I am at a complete loss to understand why Nick Clegg made it such a leadership issue, wheeling out the "big hitters" Vince Cable, Chris Huhne, Simon Hughes. Clearly there wasn't quite the nervousness there was over Trident as Nick didn't need to make a surprise intervention himself. Yes, Nick won, he would have either breathed a sigh of relief or jumped for joy, I know not which.............but at what cost?

2 comments:

Anonymous said...

I hope she doesn't leave. I'll tell you why (tell her next time you see her!): I am a self-identifying liberal who backs the tax cut idea over and above the blank-cheque-for-the-state idea. But I need her to inform my point of view.

I wouldn't like to be part of a party which wasn't informed by both the liberal instinct AND the social democratic instinct. They can't function properly apart. The two ideologies need each other, to keep each other honest.

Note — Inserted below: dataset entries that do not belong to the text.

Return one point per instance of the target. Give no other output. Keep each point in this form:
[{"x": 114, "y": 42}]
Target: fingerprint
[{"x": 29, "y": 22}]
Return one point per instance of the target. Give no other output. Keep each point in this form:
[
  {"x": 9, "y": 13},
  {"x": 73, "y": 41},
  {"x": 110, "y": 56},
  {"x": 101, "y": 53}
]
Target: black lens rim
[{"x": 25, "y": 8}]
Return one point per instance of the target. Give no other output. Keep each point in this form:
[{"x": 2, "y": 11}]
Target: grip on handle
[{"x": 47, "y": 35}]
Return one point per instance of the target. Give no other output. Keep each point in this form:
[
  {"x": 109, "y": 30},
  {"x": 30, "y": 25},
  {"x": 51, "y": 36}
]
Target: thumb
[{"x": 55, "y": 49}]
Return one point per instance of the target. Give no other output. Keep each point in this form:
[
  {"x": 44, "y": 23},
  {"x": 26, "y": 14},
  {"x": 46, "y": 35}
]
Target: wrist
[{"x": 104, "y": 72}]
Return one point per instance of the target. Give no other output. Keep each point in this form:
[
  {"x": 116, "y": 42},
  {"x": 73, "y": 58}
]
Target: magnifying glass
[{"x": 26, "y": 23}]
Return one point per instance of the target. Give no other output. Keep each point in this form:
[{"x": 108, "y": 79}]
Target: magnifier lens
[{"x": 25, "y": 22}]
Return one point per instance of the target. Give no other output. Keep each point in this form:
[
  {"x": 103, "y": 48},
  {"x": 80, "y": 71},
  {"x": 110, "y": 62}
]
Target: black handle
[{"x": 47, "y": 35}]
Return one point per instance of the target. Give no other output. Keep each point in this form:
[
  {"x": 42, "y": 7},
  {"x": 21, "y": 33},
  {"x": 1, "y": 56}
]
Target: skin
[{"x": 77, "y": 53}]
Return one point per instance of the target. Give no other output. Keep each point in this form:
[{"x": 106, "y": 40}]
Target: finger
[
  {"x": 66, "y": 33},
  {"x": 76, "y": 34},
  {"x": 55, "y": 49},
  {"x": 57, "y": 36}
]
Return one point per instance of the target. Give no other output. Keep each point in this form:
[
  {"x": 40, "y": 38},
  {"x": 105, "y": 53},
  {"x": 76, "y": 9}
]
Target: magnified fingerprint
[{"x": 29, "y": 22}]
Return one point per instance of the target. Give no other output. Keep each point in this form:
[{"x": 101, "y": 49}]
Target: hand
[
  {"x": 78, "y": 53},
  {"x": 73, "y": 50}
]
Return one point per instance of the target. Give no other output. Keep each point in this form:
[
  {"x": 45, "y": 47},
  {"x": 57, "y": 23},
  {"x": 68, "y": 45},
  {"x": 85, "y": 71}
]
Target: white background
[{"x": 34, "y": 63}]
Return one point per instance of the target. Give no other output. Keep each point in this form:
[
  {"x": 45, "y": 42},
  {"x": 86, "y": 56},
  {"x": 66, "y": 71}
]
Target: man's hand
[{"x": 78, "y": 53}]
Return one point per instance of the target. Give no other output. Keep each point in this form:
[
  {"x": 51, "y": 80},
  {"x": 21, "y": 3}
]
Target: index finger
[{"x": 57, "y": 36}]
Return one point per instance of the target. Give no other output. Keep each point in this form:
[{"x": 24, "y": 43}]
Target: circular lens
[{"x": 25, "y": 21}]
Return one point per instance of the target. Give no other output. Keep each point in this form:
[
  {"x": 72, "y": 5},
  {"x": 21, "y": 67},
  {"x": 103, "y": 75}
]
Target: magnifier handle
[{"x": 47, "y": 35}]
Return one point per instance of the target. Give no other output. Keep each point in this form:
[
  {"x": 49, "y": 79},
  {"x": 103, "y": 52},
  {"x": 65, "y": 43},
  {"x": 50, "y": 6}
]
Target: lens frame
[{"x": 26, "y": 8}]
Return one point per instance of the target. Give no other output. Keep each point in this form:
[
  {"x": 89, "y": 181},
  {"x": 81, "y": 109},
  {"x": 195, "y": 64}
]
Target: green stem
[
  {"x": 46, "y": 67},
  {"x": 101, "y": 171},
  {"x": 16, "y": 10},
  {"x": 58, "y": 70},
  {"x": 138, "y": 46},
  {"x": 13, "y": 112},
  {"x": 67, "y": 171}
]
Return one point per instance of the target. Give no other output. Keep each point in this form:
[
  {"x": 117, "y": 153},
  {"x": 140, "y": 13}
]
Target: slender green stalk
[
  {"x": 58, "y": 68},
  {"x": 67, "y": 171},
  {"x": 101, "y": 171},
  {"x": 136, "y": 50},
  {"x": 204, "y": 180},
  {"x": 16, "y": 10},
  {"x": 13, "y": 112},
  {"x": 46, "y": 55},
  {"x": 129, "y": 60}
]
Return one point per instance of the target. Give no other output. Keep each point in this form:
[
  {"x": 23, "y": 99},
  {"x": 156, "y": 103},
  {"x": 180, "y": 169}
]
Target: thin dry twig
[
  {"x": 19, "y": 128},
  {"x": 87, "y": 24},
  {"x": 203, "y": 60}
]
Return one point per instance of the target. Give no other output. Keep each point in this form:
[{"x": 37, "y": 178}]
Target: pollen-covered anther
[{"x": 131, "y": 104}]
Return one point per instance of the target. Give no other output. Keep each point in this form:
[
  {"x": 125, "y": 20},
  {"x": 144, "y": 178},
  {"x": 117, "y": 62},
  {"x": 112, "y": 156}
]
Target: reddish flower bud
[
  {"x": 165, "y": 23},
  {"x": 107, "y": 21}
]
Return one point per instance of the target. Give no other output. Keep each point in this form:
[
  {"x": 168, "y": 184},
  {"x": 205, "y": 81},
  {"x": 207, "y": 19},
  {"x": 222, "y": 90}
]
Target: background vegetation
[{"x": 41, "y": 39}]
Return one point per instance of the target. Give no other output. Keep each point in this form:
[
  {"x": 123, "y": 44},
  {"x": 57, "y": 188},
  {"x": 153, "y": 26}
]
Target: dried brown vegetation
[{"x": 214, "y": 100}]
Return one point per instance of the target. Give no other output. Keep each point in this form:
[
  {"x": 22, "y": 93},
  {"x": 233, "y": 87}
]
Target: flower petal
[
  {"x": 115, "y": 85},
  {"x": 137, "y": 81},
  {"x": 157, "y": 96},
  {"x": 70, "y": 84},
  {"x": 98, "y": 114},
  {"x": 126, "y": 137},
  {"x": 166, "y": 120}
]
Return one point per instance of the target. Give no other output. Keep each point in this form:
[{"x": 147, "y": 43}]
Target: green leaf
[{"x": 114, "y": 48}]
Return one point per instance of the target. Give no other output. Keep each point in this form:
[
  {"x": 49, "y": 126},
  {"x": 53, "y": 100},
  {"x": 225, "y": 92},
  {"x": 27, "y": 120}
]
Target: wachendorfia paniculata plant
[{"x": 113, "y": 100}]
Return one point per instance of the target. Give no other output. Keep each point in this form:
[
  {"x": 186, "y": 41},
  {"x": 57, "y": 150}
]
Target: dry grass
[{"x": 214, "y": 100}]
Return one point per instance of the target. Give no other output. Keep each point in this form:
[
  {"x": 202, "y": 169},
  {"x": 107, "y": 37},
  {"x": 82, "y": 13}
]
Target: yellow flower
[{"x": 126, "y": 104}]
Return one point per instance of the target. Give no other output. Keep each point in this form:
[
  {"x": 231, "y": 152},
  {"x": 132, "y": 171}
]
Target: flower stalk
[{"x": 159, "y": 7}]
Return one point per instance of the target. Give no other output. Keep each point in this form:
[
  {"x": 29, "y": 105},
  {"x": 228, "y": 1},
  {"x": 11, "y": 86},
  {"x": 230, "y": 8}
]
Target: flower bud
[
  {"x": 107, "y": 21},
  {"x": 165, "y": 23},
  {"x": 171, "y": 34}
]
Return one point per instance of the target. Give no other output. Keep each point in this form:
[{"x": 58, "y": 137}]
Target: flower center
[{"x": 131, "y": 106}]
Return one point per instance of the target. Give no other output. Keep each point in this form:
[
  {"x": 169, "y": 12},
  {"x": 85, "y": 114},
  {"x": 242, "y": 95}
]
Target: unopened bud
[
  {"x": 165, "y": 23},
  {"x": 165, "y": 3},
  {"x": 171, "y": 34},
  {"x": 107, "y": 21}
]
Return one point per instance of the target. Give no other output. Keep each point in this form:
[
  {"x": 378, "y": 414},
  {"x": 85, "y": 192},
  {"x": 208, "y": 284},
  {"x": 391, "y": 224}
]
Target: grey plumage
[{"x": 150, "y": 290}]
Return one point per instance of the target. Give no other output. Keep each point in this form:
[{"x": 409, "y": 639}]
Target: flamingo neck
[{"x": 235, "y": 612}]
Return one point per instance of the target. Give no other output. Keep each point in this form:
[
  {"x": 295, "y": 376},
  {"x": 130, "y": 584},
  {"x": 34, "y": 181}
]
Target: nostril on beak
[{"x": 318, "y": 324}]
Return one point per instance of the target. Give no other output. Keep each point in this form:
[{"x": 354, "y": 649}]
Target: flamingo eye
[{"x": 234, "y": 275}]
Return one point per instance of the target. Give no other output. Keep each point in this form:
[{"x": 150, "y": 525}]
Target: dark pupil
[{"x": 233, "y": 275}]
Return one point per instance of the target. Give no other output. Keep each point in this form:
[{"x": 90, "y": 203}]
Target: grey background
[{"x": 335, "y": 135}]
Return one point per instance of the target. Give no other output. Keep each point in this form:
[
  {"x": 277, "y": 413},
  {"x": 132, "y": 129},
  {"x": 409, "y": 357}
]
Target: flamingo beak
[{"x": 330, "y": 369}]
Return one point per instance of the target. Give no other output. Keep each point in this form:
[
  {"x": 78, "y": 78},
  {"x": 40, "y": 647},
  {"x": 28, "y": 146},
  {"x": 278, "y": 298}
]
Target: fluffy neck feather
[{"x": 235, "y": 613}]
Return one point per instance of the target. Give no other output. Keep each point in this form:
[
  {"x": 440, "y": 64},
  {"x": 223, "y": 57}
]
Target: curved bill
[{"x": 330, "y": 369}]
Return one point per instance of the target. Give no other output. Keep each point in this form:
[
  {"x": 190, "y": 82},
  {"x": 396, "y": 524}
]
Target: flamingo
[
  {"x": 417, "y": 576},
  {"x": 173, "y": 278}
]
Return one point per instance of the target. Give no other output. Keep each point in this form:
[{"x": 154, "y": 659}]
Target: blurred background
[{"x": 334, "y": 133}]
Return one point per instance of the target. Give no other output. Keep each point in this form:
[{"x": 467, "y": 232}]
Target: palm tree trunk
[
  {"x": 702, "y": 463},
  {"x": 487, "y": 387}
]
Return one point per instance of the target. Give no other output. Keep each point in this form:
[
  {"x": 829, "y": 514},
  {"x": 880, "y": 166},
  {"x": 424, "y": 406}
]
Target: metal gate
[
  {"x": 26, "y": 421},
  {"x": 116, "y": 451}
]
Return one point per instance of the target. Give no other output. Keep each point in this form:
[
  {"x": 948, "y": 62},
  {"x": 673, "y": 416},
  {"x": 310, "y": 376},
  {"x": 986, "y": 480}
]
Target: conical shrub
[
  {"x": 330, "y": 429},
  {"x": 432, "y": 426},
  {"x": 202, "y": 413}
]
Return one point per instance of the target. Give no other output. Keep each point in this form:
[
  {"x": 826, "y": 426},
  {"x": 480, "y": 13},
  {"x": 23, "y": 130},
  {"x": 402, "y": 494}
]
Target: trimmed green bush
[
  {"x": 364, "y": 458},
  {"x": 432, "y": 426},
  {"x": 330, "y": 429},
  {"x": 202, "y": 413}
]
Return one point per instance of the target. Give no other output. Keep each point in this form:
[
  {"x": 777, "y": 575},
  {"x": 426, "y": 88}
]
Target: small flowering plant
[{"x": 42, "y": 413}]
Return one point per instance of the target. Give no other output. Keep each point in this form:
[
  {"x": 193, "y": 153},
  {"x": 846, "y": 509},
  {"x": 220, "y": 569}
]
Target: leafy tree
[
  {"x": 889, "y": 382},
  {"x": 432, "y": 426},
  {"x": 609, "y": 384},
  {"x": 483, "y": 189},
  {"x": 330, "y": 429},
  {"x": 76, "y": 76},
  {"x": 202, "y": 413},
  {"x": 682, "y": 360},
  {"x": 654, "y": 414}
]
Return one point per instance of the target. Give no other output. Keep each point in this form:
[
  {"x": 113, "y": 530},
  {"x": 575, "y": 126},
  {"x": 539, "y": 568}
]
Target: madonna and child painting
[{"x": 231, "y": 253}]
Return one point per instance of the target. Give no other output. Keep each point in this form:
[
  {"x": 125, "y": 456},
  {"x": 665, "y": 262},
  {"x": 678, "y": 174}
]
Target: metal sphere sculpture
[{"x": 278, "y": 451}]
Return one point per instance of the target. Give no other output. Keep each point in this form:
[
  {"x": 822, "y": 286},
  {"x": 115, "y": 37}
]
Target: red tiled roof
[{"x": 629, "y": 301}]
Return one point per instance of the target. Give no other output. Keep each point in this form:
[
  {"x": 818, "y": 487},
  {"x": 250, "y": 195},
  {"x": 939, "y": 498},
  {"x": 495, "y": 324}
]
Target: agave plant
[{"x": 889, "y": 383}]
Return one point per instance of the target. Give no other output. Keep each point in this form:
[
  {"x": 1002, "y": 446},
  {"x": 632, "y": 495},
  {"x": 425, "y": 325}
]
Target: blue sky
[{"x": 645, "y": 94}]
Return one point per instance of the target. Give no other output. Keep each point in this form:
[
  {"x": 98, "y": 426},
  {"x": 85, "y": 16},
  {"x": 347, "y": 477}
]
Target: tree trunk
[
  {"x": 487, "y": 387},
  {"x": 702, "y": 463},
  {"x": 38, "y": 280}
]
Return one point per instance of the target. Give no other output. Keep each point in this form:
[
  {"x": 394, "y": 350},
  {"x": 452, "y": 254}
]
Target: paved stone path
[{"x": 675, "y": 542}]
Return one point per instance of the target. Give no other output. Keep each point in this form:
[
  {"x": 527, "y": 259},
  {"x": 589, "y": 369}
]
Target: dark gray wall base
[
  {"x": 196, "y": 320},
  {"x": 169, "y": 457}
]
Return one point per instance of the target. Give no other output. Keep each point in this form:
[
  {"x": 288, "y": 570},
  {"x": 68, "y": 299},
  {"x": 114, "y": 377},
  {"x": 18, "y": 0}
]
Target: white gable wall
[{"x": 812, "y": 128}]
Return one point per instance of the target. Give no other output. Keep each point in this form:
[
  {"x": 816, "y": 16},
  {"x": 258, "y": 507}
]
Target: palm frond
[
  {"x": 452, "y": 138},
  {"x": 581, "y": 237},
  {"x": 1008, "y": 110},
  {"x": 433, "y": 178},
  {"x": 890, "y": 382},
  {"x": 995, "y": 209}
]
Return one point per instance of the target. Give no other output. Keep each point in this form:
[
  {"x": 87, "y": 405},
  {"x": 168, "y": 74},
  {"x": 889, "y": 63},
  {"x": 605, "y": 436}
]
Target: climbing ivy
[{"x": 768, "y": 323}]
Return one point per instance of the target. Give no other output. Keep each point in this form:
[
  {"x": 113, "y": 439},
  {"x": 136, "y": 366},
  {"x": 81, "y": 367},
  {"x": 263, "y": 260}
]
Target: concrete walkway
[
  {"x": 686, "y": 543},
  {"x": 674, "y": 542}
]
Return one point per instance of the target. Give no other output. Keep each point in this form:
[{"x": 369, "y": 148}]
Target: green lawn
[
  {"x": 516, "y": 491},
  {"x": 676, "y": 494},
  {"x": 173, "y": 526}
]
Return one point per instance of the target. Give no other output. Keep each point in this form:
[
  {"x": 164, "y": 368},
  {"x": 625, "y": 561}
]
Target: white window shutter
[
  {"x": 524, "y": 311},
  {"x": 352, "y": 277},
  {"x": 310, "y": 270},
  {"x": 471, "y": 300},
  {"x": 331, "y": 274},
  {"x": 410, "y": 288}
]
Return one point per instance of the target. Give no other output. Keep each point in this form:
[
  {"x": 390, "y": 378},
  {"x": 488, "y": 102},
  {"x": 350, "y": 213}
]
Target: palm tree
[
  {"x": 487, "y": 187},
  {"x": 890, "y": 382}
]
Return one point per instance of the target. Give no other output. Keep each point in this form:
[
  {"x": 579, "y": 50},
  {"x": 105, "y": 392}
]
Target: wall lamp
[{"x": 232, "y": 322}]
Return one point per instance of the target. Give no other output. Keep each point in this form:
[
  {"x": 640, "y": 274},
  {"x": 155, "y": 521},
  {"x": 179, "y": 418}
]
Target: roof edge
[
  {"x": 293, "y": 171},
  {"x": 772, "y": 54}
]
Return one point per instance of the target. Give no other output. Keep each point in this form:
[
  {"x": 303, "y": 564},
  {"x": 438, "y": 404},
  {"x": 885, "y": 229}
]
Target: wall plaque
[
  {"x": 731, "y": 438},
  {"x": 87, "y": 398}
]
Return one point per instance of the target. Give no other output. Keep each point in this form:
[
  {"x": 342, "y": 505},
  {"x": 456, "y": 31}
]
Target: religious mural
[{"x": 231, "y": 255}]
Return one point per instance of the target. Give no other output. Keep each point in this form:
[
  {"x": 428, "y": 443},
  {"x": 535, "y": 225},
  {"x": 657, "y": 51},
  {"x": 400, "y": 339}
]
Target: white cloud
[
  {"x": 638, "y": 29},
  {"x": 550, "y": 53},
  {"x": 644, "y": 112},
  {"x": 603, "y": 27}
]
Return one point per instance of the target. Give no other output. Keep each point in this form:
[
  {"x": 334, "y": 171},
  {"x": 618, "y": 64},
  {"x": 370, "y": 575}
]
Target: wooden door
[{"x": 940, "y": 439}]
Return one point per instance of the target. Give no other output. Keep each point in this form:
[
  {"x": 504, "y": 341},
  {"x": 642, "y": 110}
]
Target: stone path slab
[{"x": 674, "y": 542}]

I sometimes wonder if it's a generation thing, in the sense that I can't really remember a world without the Lib Dems in it, so I don't see what you describe as a "fault line". To me it's just the way it is, and it's why our policy-making process is so robust. I just can't see this in terms of a split. Disagreement is healthy (in spite of what other political parties think, with their lack of genuine debate) and it promotes strong, rational policy discussion, with genuine challenges from both sides. This is a good thing.

Laurence Boyce said...

Linda, I beg to differ. How could the amendment have been misrepresented? It was there on the order paper in back and white (presumably). It read as follows:

“Conference further resolves that any reduction in overall levels of public expenditure should be a lower priority than measures to reduce inequality in British society, improving public services, including in particular health, education, child care and public transport, and making the urgent investments needed to tackle accelerating climate change.”

If that was supposed to be a unifying amendment, then it would surely need a complete rewrite. To say that reducing inequality and tackling climate change should take priority over tax cuts is, in effect, to say that there will never be tax cuts. We could massively increase public expenditure and arguably still not be doing enough on inequality and climate change. Those things are endeavours virtually without limit.

I’m so sorry we disagree Linda. I wish there was something I could do to make us all one big happy family again. But Alix makes an interesting point. We need each other more than ever!